Several recent major league moves could have an impact on the farm system in the not-so-distant future. Among the major league players headed for free agency, Adrian Beltre and Victor Martinez are Type A free agents, meaning if the Red Sox offer those players arbitration and they decline and sign elsewhere, Boston will be in line to receive a top pick (likely a first- or second-rounder) from the signing team together with a compensation pick in the supplemental round between the first and second rounds.

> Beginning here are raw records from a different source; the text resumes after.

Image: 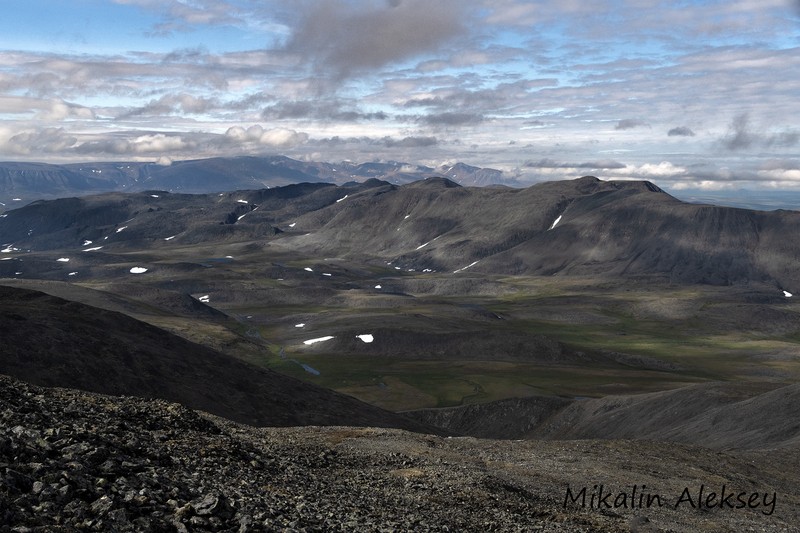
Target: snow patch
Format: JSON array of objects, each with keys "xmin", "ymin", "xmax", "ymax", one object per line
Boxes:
[
  {"xmin": 300, "ymin": 363, "xmax": 320, "ymax": 376},
  {"xmin": 453, "ymin": 261, "xmax": 478, "ymax": 274},
  {"xmin": 303, "ymin": 335, "xmax": 333, "ymax": 345}
]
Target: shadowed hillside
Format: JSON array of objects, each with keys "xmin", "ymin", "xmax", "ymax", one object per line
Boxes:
[{"xmin": 0, "ymin": 286, "xmax": 438, "ymax": 431}]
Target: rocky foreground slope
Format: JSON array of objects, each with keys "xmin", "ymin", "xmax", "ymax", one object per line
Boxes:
[{"xmin": 0, "ymin": 376, "xmax": 800, "ymax": 532}]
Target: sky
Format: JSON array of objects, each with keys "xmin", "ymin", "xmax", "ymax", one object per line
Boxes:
[{"xmin": 0, "ymin": 0, "xmax": 800, "ymax": 191}]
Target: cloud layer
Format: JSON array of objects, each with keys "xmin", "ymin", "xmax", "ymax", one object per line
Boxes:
[{"xmin": 0, "ymin": 0, "xmax": 800, "ymax": 188}]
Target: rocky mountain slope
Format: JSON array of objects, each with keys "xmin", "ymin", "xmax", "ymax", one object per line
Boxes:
[
  {"xmin": 0, "ymin": 156, "xmax": 515, "ymax": 206},
  {"xmin": 0, "ymin": 286, "xmax": 435, "ymax": 432},
  {"xmin": 0, "ymin": 376, "xmax": 800, "ymax": 533},
  {"xmin": 409, "ymin": 382, "xmax": 800, "ymax": 450},
  {"xmin": 0, "ymin": 177, "xmax": 800, "ymax": 293}
]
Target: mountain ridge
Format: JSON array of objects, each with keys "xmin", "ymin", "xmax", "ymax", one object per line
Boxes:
[{"xmin": 0, "ymin": 176, "xmax": 800, "ymax": 293}]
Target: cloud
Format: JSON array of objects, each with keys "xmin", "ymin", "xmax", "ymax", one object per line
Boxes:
[
  {"xmin": 722, "ymin": 113, "xmax": 756, "ymax": 151},
  {"xmin": 524, "ymin": 159, "xmax": 627, "ymax": 170},
  {"xmin": 667, "ymin": 126, "xmax": 694, "ymax": 137},
  {"xmin": 225, "ymin": 124, "xmax": 308, "ymax": 148},
  {"xmin": 261, "ymin": 100, "xmax": 389, "ymax": 122},
  {"xmin": 383, "ymin": 137, "xmax": 439, "ymax": 148},
  {"xmin": 420, "ymin": 112, "xmax": 484, "ymax": 126},
  {"xmin": 3, "ymin": 128, "xmax": 78, "ymax": 155},
  {"xmin": 614, "ymin": 118, "xmax": 650, "ymax": 130},
  {"xmin": 285, "ymin": 0, "xmax": 468, "ymax": 81},
  {"xmin": 113, "ymin": 0, "xmax": 243, "ymax": 36}
]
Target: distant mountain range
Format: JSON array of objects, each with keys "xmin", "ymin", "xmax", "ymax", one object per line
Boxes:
[
  {"xmin": 0, "ymin": 177, "xmax": 800, "ymax": 293},
  {"xmin": 0, "ymin": 156, "xmax": 518, "ymax": 207}
]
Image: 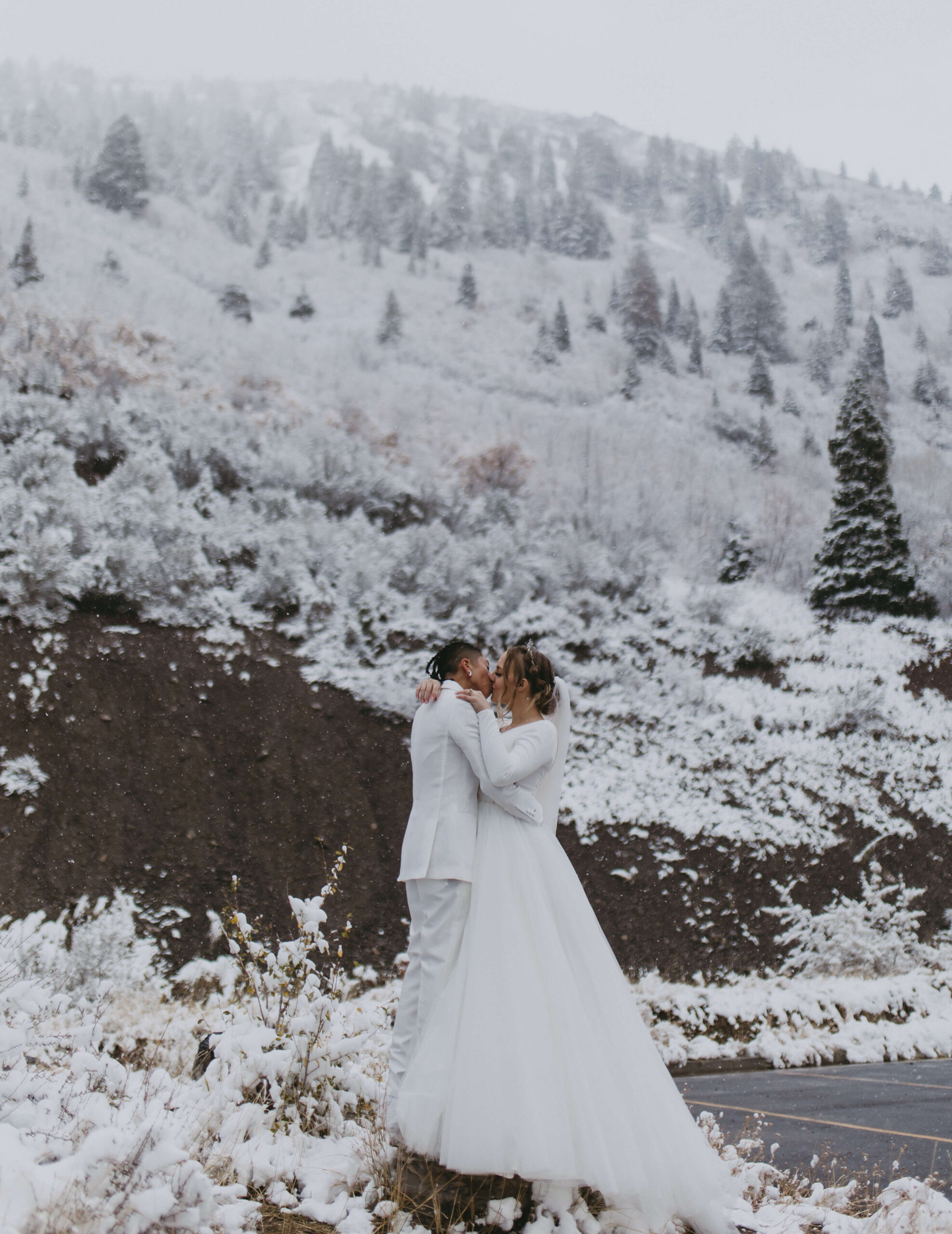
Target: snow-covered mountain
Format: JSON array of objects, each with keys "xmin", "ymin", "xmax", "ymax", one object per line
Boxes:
[{"xmin": 0, "ymin": 69, "xmax": 952, "ymax": 886}]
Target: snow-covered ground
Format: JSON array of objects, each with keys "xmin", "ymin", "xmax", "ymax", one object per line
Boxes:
[{"xmin": 0, "ymin": 888, "xmax": 952, "ymax": 1234}]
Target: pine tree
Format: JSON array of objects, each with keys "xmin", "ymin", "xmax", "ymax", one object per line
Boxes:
[
  {"xmin": 813, "ymin": 194, "xmax": 850, "ymax": 264},
  {"xmin": 10, "ymin": 218, "xmax": 46, "ymax": 287},
  {"xmin": 807, "ymin": 326, "xmax": 833, "ymax": 391},
  {"xmin": 553, "ymin": 300, "xmax": 572, "ymax": 352},
  {"xmin": 86, "ymin": 116, "xmax": 149, "ymax": 216},
  {"xmin": 254, "ymin": 236, "xmax": 271, "ymax": 270},
  {"xmin": 377, "ymin": 291, "xmax": 403, "ymax": 347},
  {"xmin": 222, "ymin": 168, "xmax": 251, "ymax": 244},
  {"xmin": 456, "ymin": 262, "xmax": 476, "ymax": 308},
  {"xmin": 780, "ymin": 386, "xmax": 803, "ymax": 416},
  {"xmin": 853, "ymin": 315, "xmax": 889, "ymax": 412},
  {"xmin": 433, "ymin": 147, "xmax": 472, "ymax": 249},
  {"xmin": 99, "ymin": 248, "xmax": 126, "ymax": 282},
  {"xmin": 674, "ymin": 296, "xmax": 701, "ymax": 344},
  {"xmin": 718, "ymin": 518, "xmax": 754, "ymax": 582},
  {"xmin": 620, "ymin": 352, "xmax": 641, "ymax": 402},
  {"xmin": 620, "ymin": 248, "xmax": 661, "ymax": 361},
  {"xmin": 218, "ymin": 282, "xmax": 251, "ymax": 322},
  {"xmin": 535, "ymin": 141, "xmax": 558, "ymax": 195},
  {"xmin": 687, "ymin": 330, "xmax": 704, "ymax": 377},
  {"xmin": 533, "ymin": 317, "xmax": 558, "ymax": 364},
  {"xmin": 665, "ymin": 279, "xmax": 681, "ymax": 335},
  {"xmin": 883, "ymin": 264, "xmax": 912, "ymax": 317},
  {"xmin": 750, "ymin": 416, "xmax": 777, "ymax": 470},
  {"xmin": 477, "ymin": 158, "xmax": 512, "ymax": 248},
  {"xmin": 833, "ymin": 260, "xmax": 853, "ymax": 354},
  {"xmin": 708, "ymin": 287, "xmax": 734, "ymax": 355},
  {"xmin": 923, "ymin": 228, "xmax": 952, "ymax": 279},
  {"xmin": 727, "ymin": 236, "xmax": 785, "ymax": 361},
  {"xmin": 810, "ymin": 377, "xmax": 936, "ymax": 617},
  {"xmin": 912, "ymin": 361, "xmax": 950, "ymax": 407},
  {"xmin": 747, "ymin": 352, "xmax": 773, "ymax": 406},
  {"xmin": 287, "ymin": 291, "xmax": 315, "ymax": 321}
]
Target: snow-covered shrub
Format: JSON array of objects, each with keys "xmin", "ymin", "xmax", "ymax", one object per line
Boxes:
[
  {"xmin": 206, "ymin": 850, "xmax": 381, "ymax": 1135},
  {"xmin": 0, "ymin": 747, "xmax": 49, "ymax": 797},
  {"xmin": 763, "ymin": 861, "xmax": 935, "ymax": 978}
]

Jason Varitek and Felipe Lopez are both Type B free agents, meaning the Red Sox will receive a compensation pick if the players decline an offer of arbitration and sign elsewhere.
A slew of minor leaguers also became free agents on Nov. 6, the start of minor league free agency. Boston’s contingent of 2010-11 minor league free agents include pitchers Fernando Cabrera, Fabio Castro, Zach Hammes, Rich Hill, Mark Holliman, Tommy Hottovy, Tyler Lavigne, Robert Manuel, Chad Paronto, Ramon A. Ramirez, Patrick Ryan and Armando Zerpa; catchers Dusty Brown, Kevin Cash and Gustavo Molina; and infielders Ray Chang, Carlos Delgado, Jack Hannahan, Niuman Romero, Luis Segovia and Gil Velazquez.
In a minor move, the Red Sox acquired infielder Brent Dlugach from Detroit on Nov. 4 for a player to be named later or cash considerations. The 27-year-old infielder spent all of the 2010 season with Toledo, Detroit's Triple-A affiliate, posting a .258/.303/.360 line for the Mud Hens. If he’s able to make it through the 40-man roster crunch this offseason, Dlugach will likely start the 2011 season with Pawtucket, serving as insurance in case one or more of Boston’s major league infielders goes down with an injury.
On Monday, Boston activated Kevin Youkilis, Jacoby Ellsbury, Mike Cameron and Junichi Tazawa from the 60-day disabled list. The moves put the Red Sox 40-man roster at 35.
With Toronto’s hiring of PawSox manager Torey Lovullo as Blue Jays’ first base coach, Pawtucket now has two openings on its coaching staff. The PawSox also lost hitting coach Gerald Perry, who signed on for the same role with Oakland last month. Additionally, minor league infield coordinator Gary DiSarcina has left the Red Sox organization to become an assistant to Angels general manager Tony Reagins.